Here are the basic rules of Twitter, according to moi:

Rule 1. Twitter is a two way street.

Remember the kid who always wanted to host a talk show on a walkie-talkie? Yeah. Don’t be that person on Twitter.

Twitter, at its simplest has a blank field that asks “What are you doing?” In 140 characters or less, you are really answering “What do you want to share?” Each comment sent is called a “tweet”.

The power of Twitter, just like the hallway conversations of a conference, comes from the power of conversations and collaboration.

It takes time to identify who you want to “follow.” Following someone is subscribing to their “tweets.” My rule of following: If it adds value to my day, I will follow them. If it doesn’t, I’m sorry. (They are probably lovely people, but it’s my time – and yes, I’ve gone back and followed people later).

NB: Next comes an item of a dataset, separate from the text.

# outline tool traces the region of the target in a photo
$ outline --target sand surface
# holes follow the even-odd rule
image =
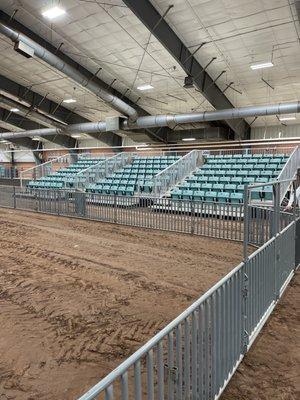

On Twitter, you can ask questions directly of corporate executives and liaisons. Dell, JetBlue, and Zappos are among the more than 800 companies and non-profits using Twitter for a variety of reasons. You can find answers and ask questions of just about every type of subject matter expert.

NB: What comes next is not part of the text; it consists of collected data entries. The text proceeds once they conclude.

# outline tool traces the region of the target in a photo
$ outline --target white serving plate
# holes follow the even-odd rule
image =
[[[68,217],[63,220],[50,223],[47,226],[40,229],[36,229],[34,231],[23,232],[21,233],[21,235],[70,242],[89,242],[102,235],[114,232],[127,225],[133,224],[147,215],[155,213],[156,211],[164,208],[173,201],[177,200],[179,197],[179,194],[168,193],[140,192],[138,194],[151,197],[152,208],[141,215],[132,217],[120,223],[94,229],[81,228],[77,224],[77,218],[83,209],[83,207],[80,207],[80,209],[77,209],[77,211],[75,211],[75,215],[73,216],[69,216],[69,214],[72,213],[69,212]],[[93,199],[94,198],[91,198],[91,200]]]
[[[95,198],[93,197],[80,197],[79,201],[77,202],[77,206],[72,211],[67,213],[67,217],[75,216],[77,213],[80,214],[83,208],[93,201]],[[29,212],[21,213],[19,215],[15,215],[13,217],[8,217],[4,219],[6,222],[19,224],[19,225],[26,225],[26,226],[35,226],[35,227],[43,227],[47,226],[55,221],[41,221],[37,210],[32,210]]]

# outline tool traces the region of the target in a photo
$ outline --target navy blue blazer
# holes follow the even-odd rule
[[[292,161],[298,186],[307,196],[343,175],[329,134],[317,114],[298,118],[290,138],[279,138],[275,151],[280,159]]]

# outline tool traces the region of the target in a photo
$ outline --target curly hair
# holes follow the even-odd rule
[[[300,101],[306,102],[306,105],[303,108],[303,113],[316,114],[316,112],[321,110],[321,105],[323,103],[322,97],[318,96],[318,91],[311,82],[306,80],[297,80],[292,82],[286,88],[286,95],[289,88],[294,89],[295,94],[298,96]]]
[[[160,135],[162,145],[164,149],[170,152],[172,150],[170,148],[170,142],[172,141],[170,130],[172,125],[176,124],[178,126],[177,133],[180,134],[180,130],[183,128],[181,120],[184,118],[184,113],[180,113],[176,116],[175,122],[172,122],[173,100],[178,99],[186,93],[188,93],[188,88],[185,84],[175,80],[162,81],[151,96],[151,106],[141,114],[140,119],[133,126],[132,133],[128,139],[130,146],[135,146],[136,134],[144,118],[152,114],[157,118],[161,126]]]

People on Twitter don’t want to be sold or told about a product unless it’s new, cool, or being recalled. They want to talk to people at a level of responsibility to tell them good things (FTW = For The Win) or raise issues (FAIL!). Companies don’t tweet and solve issues, people do. (Please reread that last sentence out loud).

Rule 2. Gartner’s Generation Virtual and Forrester’s Groundswell

Industry analyst Gartner may have called it early, identifying Generation Virtual as a generation without an age demographic that spans standard demographics. The identifying factor of “Gen V” is that the virtual world is an extension of their real world. They would just as soon ask for advice from someone around the world as across the street. And to stress, age is not a factor.

Gartner may have called it, but Forrester Research wrote the book, Groundswell. The flap says it all: “Right now, your customers are writing about your products on blogs and recutting your commercials on YouTube. They’re defining you on Wikipedia and ganging up on you on social networking sites like Facebook.”

Rule 3. See Rule One.

The power of Twitter, enhanced by links to videos, photos, and blogs, has millions of people forming and reforming their ideas by the word of mouth of people they trust. THIS is the power of social media. THIS is what takes a few weeks to learn and appreciate.

There is an element of trust management as well as personal branding involved in Social Media. When you choose your handle (or screen name), you should maintain a level of branding – what you will and won’t talk about. And sure, be human. @CommunispaceCEO, @ToryJohnson of Good Morning America, Kodak Chief Marketing Officer @JeffreyHayzlett, @Zappos CEO Tony Hsieh and even actor @EddieIzzard know to be human and personable. See rule one.

The world is changing. Newspapers and mainstream media is expensive and now, less effective. Taking part in the conversation is relatively cheap, and more companies are hiring full time people to run their social media programs. Dell has hundreds of people in different areas of the company.

You do not control the content or the conversation, but you have your say. The people decide.